I’ve been thinking a fair amount about the nature of my relationships with people. My relationship dynamic has changed. The older I get the more settled I become in my friendships. They age well. The more time passes, the finer they are. I don’t like peripheral friends much so, everyone who has made their way into my personal acquaintance, it’s an invitation to be friends. It seems a waste of effort to only know someone superficially. Good intentions aside, many times I’m too busy to put in ample effort. It’s up to the future social network member to move it past the initial stages. I always reciprocate which allows the relationship to build. That’s my relationship dynamic.  And, that’s the conclusion I’ve arrived at: I believe in an idea called Guanxi. It’s how you know the rules of reciprocation and the accompanying results and strategy. This is why I believe social networks are key to the successful life. Not only is there a system of exchange, but there is a system of exchange that builds positive interactions with people who support your emotional health.  

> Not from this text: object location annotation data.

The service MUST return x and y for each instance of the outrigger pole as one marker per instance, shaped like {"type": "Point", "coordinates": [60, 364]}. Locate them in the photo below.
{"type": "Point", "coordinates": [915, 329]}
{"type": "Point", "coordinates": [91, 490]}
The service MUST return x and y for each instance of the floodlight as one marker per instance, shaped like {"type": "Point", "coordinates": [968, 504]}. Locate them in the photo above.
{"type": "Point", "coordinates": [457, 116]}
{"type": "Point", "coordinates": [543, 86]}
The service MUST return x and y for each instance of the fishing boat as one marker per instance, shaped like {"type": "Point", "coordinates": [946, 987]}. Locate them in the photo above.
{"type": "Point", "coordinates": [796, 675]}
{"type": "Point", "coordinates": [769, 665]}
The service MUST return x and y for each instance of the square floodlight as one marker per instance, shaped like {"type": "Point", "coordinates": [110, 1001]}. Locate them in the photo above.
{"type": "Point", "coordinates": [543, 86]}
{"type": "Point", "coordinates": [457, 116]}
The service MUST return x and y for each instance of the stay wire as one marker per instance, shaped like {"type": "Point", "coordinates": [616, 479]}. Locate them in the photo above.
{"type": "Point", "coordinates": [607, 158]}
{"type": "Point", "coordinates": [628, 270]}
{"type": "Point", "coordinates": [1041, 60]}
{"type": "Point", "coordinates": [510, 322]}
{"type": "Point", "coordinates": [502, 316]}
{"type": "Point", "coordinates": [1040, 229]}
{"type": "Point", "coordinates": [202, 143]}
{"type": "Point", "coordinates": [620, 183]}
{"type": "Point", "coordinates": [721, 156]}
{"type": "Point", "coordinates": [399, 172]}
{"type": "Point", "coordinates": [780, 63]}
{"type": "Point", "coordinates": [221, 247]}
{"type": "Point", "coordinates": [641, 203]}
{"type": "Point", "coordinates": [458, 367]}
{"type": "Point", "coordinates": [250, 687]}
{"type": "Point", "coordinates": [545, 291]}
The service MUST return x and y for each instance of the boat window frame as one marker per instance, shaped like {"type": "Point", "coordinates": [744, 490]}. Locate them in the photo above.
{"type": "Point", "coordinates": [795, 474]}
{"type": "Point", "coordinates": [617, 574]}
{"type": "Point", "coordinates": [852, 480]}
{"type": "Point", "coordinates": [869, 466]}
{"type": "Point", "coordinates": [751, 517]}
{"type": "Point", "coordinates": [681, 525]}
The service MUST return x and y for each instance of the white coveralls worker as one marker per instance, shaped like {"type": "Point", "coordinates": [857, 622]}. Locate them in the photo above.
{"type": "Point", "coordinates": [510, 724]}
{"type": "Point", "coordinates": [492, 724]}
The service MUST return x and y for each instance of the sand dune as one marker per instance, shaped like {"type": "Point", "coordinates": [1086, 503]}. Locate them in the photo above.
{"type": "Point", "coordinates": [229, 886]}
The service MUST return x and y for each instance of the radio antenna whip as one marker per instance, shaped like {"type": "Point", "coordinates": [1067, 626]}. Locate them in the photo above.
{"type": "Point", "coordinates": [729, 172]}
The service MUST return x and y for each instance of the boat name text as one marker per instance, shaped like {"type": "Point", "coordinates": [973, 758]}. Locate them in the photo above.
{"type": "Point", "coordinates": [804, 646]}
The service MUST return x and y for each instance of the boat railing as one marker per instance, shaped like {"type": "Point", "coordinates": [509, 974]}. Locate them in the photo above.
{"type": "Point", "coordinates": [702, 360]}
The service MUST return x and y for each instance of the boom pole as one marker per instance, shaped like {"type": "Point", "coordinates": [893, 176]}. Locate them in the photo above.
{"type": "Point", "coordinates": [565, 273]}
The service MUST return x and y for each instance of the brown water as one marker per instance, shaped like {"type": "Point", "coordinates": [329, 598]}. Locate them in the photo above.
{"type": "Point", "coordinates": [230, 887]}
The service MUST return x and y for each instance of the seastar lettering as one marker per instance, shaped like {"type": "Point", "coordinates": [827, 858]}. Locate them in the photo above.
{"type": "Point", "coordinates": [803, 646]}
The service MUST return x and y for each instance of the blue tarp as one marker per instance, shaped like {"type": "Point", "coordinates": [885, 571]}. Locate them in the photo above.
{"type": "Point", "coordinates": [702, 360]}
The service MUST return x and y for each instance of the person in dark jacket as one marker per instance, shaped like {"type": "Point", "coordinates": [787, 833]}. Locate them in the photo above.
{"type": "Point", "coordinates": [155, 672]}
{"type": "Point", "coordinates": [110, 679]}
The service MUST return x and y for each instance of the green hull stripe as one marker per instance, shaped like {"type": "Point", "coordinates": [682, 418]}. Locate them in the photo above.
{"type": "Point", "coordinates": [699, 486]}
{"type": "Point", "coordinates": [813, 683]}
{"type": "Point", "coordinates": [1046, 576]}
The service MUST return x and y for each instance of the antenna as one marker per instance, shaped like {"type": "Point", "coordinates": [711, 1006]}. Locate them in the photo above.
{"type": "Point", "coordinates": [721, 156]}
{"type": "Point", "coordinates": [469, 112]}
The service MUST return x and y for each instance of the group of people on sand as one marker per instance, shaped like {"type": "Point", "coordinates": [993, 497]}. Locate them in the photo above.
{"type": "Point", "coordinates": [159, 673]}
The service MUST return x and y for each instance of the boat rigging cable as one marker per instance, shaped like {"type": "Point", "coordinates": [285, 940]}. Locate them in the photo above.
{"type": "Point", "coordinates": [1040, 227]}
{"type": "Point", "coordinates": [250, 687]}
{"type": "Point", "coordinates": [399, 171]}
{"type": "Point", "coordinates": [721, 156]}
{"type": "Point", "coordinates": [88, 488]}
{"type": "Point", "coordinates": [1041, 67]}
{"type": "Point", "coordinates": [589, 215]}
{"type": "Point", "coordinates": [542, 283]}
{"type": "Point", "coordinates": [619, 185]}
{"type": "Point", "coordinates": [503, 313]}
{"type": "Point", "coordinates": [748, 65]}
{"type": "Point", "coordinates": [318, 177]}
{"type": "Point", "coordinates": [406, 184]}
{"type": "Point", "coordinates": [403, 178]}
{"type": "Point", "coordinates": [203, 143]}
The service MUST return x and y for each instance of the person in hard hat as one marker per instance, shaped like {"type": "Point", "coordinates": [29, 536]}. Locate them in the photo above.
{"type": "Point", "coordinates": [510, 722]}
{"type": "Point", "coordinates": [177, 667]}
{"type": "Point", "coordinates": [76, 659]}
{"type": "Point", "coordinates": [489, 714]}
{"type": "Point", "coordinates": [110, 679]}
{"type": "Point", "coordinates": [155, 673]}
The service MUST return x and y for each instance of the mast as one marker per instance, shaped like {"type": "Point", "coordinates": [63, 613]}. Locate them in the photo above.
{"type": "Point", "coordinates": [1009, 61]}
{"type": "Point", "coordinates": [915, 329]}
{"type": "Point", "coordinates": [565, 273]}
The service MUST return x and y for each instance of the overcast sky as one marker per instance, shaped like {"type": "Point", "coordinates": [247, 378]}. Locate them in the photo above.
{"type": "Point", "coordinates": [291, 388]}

A few real life Case Studies.

Case Study #1:
Person A grows into position of Best Friend. Mutual building of friendship relationship for a year.  Separation begins due to lack of maintaining guanxi friendship. Conflict in personal ideals leads to “parenting” moments. Guanxi lost. Friendship dissolves into immaturity and indifference. Social networking becomes toxic and ceases.

Case Study #2:
Person B grows into position of Best Friend. Mutual building of friendship relationship for a year.  Separation begins due to lack of maintaining guanxi friendship. Behavioral conflict affected by individual incongruent perspectives. Guanxi lost. Person B initiates Guanxi exchange. Relationship rebuilds. Friendship strengthens into maturity and longevity. Social networking healthy and increases.

On the few occasions when I was sick in the village, I received a stream of visitors. […]I had to deal with well-meaning friends. On one such occasion I must have let my irritation show; one man said, “You should be so happy to have so many people embody concern.” “Why?” I asked. “Because if they didn’t embody concern, they wouldn’t be your friends anymore.”